Another writing exercise that John assigned asked students to explore an experience where they were one way before and another way after, again encouraging the behavior of an experienced writer: identifying the splits of self, the contradictions and complexities. After such a writing exercise, a group of students would hand me their journals and I’d read them at night under my headlamp, only able to jot a line or two of notes. I was a mentor-guide not because I had mastered the moves of an expert, but because I had a little more distance practicing the path. My job was to search for the trends in tone, to read the signs of risk, to find and ask the questions that would push the edges of perception and comfort wider. Writing exercises, away from computers and classrooms, freed students to write without fear, and in our conversations, we’d mine together for resonance.

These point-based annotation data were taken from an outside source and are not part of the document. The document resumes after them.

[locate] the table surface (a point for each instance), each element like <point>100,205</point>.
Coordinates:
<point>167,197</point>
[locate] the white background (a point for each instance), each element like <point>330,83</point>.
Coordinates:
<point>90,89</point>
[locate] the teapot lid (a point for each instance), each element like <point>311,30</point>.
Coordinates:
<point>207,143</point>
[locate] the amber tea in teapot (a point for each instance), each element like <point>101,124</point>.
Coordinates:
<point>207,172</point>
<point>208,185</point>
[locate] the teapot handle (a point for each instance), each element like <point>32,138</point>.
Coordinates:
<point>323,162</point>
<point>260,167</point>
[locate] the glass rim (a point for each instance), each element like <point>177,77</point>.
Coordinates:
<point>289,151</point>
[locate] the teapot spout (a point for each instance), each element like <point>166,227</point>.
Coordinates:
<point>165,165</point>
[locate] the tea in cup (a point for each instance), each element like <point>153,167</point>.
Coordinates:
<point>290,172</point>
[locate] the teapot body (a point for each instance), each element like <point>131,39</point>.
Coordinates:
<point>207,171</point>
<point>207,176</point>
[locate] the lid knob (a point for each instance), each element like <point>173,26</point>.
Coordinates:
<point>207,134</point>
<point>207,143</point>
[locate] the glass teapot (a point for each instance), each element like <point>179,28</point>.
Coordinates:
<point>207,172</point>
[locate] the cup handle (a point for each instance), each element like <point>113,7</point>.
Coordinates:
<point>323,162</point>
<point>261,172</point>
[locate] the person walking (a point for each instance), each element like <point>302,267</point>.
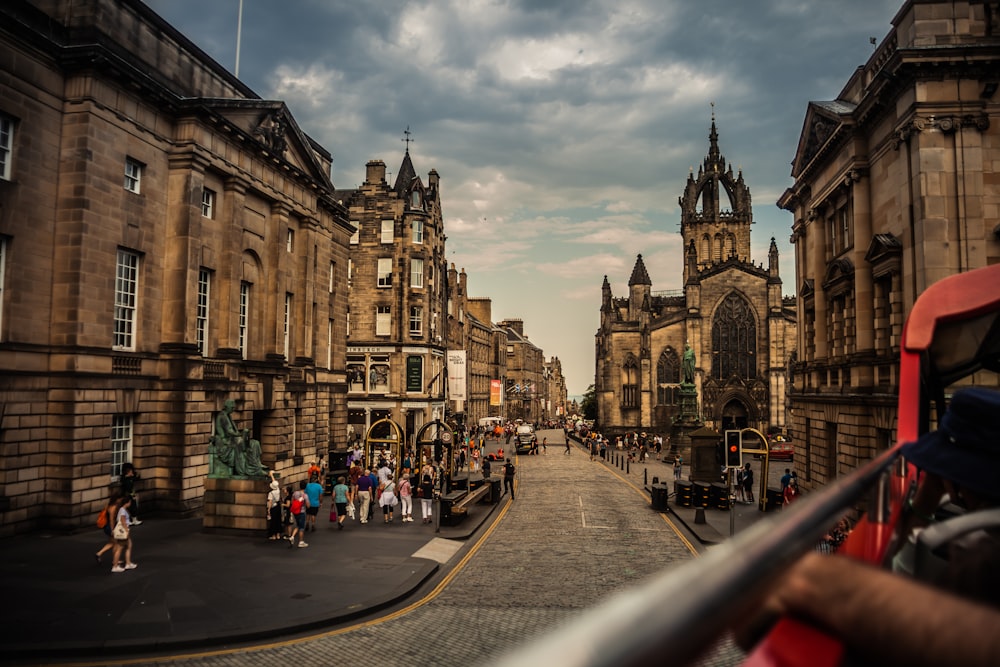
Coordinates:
<point>274,510</point>
<point>313,491</point>
<point>122,534</point>
<point>508,478</point>
<point>130,476</point>
<point>427,491</point>
<point>387,500</point>
<point>300,502</point>
<point>364,487</point>
<point>341,497</point>
<point>405,490</point>
<point>110,514</point>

I’m guessing there is someone here who finds this mentor-guide approach too emotional, too unrealistic for the “real” world of slush piles and rejection letters. Here’s my concession: there is room and necessity or the objective, blind, and distant mentor, who sees a writer’s work as a reader will see it—as the product of performance. But there is also room for the eyes-open, heart-open subjective mentor who witnesses the writer’s efforts to own the fundamental moves of an experienced writer, making them in her own style and voice.
Expert essays ring with authentic discovery, discovery earned by the willingness to risk standing on the perceived edge of self and venture into the wilderness below. In wilderness writing courses, the mentor-guide can walk with you to that edge, help you know how close is too close, hold your ankles, talk you through your fears, and pull you back when the blood starts rushing to your head.